Lauensteins Kopf ruckte hoch. »Sie haben das Gebiss bemerkt?«
»Es ist ihm aus dem Mund gefallen, als ich…«
»Weil es ihm nicht passte«, sagte er. »Es war nicht seins.«
»Wie bitte?« Da war er wieder, der Würgereiz.
»Haben Sie eine Ahnung, wie teuer ein Gebiss ist?«, fragte er.
Ich schüttelte den Kopf. Woher sollte ich das wissen? Ich besaß noch alle Zähne einschließlich der Weisheitszähne, hatte nur drei Plomben und musste mir jedes Jahr anlässlich der Routineuntersuchung von meinem Zahnarzt anhören, dass er von Leuten wie mir nicht leben könne.

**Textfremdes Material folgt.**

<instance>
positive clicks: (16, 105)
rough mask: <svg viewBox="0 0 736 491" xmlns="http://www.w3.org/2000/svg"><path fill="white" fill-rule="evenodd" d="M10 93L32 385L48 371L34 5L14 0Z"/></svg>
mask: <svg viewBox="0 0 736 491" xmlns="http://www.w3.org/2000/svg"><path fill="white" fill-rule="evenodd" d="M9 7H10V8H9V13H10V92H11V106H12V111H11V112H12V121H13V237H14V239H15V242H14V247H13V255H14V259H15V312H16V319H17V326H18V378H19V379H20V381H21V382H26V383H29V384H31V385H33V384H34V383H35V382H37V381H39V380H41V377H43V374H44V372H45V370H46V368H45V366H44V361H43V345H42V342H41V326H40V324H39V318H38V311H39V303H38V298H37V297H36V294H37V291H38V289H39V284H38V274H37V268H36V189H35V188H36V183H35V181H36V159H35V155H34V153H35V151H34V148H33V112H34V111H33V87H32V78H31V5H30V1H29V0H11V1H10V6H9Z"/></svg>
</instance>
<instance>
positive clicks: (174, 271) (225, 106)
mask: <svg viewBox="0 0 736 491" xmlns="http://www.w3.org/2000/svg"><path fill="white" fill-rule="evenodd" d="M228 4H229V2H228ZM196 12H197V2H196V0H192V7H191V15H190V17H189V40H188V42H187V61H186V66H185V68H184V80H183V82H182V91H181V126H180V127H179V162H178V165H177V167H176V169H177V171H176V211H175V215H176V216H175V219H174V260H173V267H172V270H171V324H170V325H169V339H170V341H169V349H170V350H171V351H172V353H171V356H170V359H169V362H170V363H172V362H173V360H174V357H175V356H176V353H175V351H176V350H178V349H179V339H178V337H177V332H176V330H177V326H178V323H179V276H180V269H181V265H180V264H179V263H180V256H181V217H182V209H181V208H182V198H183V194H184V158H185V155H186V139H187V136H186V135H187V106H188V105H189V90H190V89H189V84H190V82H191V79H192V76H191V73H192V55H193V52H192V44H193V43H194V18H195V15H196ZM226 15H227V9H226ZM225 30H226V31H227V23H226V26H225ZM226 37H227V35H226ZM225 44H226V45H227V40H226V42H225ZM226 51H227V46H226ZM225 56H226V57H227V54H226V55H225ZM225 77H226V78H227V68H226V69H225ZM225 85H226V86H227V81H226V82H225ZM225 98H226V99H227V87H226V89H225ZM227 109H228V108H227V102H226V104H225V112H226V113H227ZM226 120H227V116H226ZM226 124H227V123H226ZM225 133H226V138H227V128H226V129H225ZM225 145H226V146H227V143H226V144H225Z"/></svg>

»Viele Menschen tragen Gebisse, die sie secondhand gekauft oder geschenkt bekommen haben«, sagte Lauenstein. »Das ist zwar nicht besonders bequem, aber besser als nichts, vermute ich.«
Wir versanken wieder in Schweigen.
»Was ist mit Fingerabdrücken?«
»Dafür müsste man früher bereits Abdrücke genommen haben, um sie jetzt vergleichen zu können. Mein Vater ist aber nie erkennungsdienstlich behandelt worden.«
»Die DNA?«, schlug ich nochmal vor.
»Eine DNA-Probe von der Leiche müsste man mit einer Probe von meinem Vater vergleichen«, sagte Lauenstein. »Aber er hat leider keine Haarsträhne an seinen Abschiedszettel geklebt. Also bleibt nur ein DNA-Vergleich zwischen ihm und mir. Das ist teuer. Ich bin mir nicht sicher, ob jeder beliebige Dorfpolizist, der einen toten Obdachlosen findet, die ganze Palette an Identifizierungsmöglichkeiten rauf und runter arbeitet. Vielleicht lässt er ihn einfach anonym verscharren. Ist bestimmt weniger Aufwand.«
Ich hatte bisher keine Erfahrungen mit der Polizei gemacht, weder positive noch negative, konnte also nicht einschätzen, wie der von Lauenstein zitierte beliebige Dorfpolizist mit der anonymen Leiche eines Obdachlosen umgehen würde.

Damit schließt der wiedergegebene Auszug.